This post is mainly based on

Temporal Convolutional Network is an alternative architecture to Recurrent Neural Network (RNN) in sequence modelling task. TCN can handle variable length input and can be configured to into different receptive fields. Unlike RNN, TCN can be easily parallelized.

The architecture was proposed as time delay neural network nearly 30 years ago and a more complex version of TCN was recently used in the 2016 WaveNet paper. The 2018 paper formalized the definition of TCN and conducted ablation studies to compare it against RNN cross a diverse range of tasks and datasets.

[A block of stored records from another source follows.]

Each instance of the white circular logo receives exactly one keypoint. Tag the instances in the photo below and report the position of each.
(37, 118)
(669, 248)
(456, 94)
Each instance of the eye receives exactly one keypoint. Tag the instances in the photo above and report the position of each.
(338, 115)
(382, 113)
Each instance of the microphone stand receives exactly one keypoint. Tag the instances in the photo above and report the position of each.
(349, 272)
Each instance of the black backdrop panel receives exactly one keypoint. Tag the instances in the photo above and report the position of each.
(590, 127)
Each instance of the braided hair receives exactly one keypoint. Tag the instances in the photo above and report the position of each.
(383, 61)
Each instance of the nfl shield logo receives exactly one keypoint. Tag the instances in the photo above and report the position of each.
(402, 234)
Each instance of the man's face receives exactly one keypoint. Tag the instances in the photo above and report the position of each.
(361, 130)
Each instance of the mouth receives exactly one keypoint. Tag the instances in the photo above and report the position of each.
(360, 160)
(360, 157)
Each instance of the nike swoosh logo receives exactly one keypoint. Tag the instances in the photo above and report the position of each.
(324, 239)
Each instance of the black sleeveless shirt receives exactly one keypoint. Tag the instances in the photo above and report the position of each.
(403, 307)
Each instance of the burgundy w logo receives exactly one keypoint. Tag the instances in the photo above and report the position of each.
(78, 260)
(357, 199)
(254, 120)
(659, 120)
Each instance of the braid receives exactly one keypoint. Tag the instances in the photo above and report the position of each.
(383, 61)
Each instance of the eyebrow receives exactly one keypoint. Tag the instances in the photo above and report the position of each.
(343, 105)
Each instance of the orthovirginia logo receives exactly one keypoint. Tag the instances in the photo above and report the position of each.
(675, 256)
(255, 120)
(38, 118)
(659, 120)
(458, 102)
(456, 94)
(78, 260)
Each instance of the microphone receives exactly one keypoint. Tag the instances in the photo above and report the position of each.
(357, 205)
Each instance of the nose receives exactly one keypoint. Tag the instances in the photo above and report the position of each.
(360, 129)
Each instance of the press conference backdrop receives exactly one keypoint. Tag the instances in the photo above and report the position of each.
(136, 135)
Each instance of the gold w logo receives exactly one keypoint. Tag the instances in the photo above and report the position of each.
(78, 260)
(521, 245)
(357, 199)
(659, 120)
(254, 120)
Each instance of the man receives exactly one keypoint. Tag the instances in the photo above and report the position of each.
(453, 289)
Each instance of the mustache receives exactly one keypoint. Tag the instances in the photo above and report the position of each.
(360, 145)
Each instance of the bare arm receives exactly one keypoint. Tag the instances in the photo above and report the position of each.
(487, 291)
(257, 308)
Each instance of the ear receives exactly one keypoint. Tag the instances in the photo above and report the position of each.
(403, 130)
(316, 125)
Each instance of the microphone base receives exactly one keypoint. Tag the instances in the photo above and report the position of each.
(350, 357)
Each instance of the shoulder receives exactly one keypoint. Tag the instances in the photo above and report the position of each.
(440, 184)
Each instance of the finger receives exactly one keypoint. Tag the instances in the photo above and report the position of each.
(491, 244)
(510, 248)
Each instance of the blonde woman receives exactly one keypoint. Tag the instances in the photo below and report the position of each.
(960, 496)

The term “Temporal Convolutional Network” is first used in the 2016 paper. Reader may want to distinguish the TCN described in the 2018 paper from the 2016 paper since they are different architectures. My understanding is that, the 2016 paper’s convolution is non-causal and the goal of the architecture is to perform segmentation in time series, which can be viewed as a 1-dimensional U-Net.

Assumptions

Consider the sequence modelling task: $((x_1, x_2, …, x_T), (y_1, y_2, …, y_T))$. The goal is to find some mapping $f: \mathcal{X}^T \rightarrow \mathcal{Y}$, where

\[\hat{y}_t = f(x_0, ...,x_t)\]

This is called a causal constraint: $y_t$ only depends on past data: $x_1, …, x_t$ and not depends on future data: $x_{t+1}, x_{t+2}, …$.

The optimization goal is to minimize some loss between observed and prediction:

\[L( (y_0, ..., y_T), (\hat{y}_0, ... \hat{y}_T) )\]

Causal Convolutions

Causal Convolution satisfies the following two properties:

  • Output length $\hat{y}_1, …, \hat{y}_T$ is equal to input length $x_1, …, x_T$
  • No leakage of future information into the past $ \hat{y}_t = f(x_0, …,x_t) $

For a convolution filter with kernel size $k$, causal convolutions can be achieved by

  • Left padding the sequence by $k-1$
  • Pass the padded sequence through the convolution filter

causal-conv

A vanilla causal convolution’s receptive field grows linearly w.r.t. depth and kernel size. Hence, long range dependency requires either large filters or many layers, which renders the optimization problem hard.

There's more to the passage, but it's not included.